Bimo menoleh sekilas ke arah Luna. Lalu ia pun kembali menatap ke atas, menekuni langit-langit kamar itu.

Bimo menahan napasnya, saat dilihatnya Luna yang kini sudah menjadi istrinya itu nyaris tanpa busana. Hanya pakaian dalam berwarna merah menyalanya saja yang tampak menutupi bagian paling intim milik wanita cantik itu. 

Dan kemudian, perlahan ia kenakan daster tipis transparan berwarna merahnya tadi. 

Di bawah penerangan lampu yang temaram, sosok Luna tampak kian cantik dan seksi saat sudah mengenakan daster itu. 

Bimo meremas-remas jari jemarinya sendiri.
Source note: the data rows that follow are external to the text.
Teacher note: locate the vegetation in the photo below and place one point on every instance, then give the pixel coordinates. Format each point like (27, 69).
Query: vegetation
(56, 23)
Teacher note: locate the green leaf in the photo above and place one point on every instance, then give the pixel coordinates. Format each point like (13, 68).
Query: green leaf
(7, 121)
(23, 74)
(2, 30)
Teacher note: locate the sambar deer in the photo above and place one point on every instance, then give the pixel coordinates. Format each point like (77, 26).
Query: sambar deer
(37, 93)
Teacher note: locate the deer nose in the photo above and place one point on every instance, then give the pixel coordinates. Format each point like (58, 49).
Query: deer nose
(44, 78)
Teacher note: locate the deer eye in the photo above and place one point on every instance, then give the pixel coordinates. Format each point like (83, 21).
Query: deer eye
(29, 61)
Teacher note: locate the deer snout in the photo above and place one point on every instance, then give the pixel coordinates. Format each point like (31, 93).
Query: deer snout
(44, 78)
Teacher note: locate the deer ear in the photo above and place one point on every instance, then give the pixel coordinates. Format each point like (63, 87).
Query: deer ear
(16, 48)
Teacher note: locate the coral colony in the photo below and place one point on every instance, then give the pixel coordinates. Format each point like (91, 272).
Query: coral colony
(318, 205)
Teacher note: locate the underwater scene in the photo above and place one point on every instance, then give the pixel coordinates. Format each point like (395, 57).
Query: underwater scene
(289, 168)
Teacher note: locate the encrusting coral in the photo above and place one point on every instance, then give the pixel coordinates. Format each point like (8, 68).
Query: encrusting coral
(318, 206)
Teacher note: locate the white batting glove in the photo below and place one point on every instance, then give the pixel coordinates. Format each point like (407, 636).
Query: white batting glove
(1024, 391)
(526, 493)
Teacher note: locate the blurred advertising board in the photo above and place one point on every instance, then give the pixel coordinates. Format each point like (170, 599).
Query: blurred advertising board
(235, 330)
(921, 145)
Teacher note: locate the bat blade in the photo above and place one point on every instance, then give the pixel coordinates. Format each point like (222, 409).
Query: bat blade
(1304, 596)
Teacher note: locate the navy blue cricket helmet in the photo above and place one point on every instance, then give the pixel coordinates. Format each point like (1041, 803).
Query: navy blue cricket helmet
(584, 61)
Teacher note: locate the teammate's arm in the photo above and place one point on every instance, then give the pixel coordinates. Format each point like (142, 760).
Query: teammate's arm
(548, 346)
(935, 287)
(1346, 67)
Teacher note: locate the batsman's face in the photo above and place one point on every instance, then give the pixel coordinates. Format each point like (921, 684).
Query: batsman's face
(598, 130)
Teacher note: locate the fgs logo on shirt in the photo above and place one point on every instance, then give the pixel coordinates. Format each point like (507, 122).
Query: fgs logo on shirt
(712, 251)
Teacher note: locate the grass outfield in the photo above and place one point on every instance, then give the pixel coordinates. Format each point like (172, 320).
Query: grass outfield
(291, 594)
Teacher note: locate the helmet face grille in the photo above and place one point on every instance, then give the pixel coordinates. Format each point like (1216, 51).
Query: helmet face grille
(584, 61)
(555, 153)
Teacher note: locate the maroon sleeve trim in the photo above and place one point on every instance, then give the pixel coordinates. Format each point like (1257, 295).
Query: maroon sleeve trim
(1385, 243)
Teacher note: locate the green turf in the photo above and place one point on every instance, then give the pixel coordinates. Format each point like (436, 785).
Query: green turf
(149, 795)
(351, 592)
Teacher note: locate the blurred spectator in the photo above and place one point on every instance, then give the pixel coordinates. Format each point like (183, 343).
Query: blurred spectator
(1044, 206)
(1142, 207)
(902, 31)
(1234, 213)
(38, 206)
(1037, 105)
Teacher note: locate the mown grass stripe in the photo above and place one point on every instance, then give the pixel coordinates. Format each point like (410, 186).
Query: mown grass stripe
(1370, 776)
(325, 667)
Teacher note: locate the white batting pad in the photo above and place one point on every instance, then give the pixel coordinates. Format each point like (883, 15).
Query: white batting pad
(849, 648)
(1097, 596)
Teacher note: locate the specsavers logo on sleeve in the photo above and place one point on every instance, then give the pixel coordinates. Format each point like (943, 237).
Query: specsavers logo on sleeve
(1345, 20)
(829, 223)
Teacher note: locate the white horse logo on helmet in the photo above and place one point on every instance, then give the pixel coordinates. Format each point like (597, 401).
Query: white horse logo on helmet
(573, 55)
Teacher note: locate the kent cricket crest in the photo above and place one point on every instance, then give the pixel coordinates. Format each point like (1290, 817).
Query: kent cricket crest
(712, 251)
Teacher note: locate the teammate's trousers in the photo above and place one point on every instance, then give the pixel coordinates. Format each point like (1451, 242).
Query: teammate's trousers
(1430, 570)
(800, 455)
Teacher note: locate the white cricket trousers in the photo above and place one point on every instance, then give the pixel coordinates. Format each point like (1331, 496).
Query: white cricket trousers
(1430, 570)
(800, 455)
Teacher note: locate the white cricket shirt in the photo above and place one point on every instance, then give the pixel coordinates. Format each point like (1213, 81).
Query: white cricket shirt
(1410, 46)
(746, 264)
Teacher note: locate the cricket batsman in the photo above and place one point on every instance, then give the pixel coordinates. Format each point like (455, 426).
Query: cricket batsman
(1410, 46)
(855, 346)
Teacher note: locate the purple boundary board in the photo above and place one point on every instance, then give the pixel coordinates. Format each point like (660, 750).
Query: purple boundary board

Menghembuskan napasnya berkali-kali dengan kasar. 

"Sudah, Bimo, kamu tidak usah memandangi langit-langit kamar itu lagi!" Suara Luna menghentikan lamunan panjang lelaki itu.

"Ya, Mbak!" jawabnya dengan suara bergetar.

"Panggil aku seperti panggilan yang kamu pilih waktu itu, My Lovely! Dan sekarang gantilah pakaianmu! Pilih saja baju-baju dalam lemari itu!" Luna berdiri tepat di hadapan Bimo yang masih duduk di sisi ranjang.

"Baik, My Lovely!" Bimo bangkit dan menuju ke lemari. Langkahnya kaku. Ia masih merasakan bagaimana nelangsanya perasaannya saat melihat keindahan tubuh Luna. Tubuh yang tak bisa ia jamah, karena ia hanya suami yang dibayar untuk menutupi aib kehamilan Luna, dan tentunya ia bukanlah suami sungguhan bagi wanita itu. Wanita yang saat ini mulai membuatnya jatuh cinta.

Luna membiarkan Bimo mengganti pakaiannya. Luna pura-pura sudah tertidur, meski ia masih mengintip Bimo dari sela kelopak mata indahnya. Ada kegetiran dalam hatinya saat ia harus membiarkan tubuh kekar Bimo tak mendekapnya. 

Luna ingat janjinya waktu itu, saat meminta Bimo untuk menikah dengannya, "Bimo, aku janji tidak akan merusakmu dengan pernikahan ini."

Mengingat itu, hati Luna kian sepi, karena harus menikmati malam pertamanya hanya dalam dingin, dan tanpa kehangatan cinta.

Tubuhnya kian menggigil gelisah saat dirasanya tubuh Bimo sudah berbaring di sampingnya.

Detak jarum jam dinding, menjadi irama kamar pengantin yang sunyi itu. Suaranya seperti sedang mengejek kebekuan mereka.

Malam semakin merangkak. Namun kedua insan yang mulai saling mencinta itu belum juga tertidur, meski mata kedua nya sudah tampak terpejam. 

Keduanya malu menyatakan hasrat mereka masing-masing. Karena terikat sebuah janji. 

Plaaaak …

Tiba-tiba sebuah rangkulan dirasakan oleh Luna.

"My Lovely!" desahnya hangat, seperti sedang menginginkan sesuatu.

Luna bergeming, dan membiarkan dekapan itu kian menghangatkannya.

Ia biarkan jemari lentiknya disentuh lembut oleh jemari kokoh Bimo. Dan kemudian memasangkan jari jemari mereka satu persatu hingga saling menyatu.

Luna juga membiarkan bibir merahnya disentuh oleh bibir Bimo.

Detak jarum jam kian terasa kencang, seolah ingin berpacu dengan detak jantung kedua insan yang sedang dimabuk asmara itu.

Dekapan Bimo kian erat merengkuh tubuh Luna. Daster tipisnya tersingkap sedikit, memamerkan paha putih mulus wanita itu.

Luna pun membalas dekapan itu. 

Dekapan itu terasa hangat sekali. Bimo menatap lekat wajah cantik sang tuan. Berkali-kali ia daratkan kecupan lembut pada wajah itu.

"Apakah kau menginginkan ini, My Lovely?" bisik Bimo ketelinga Luna.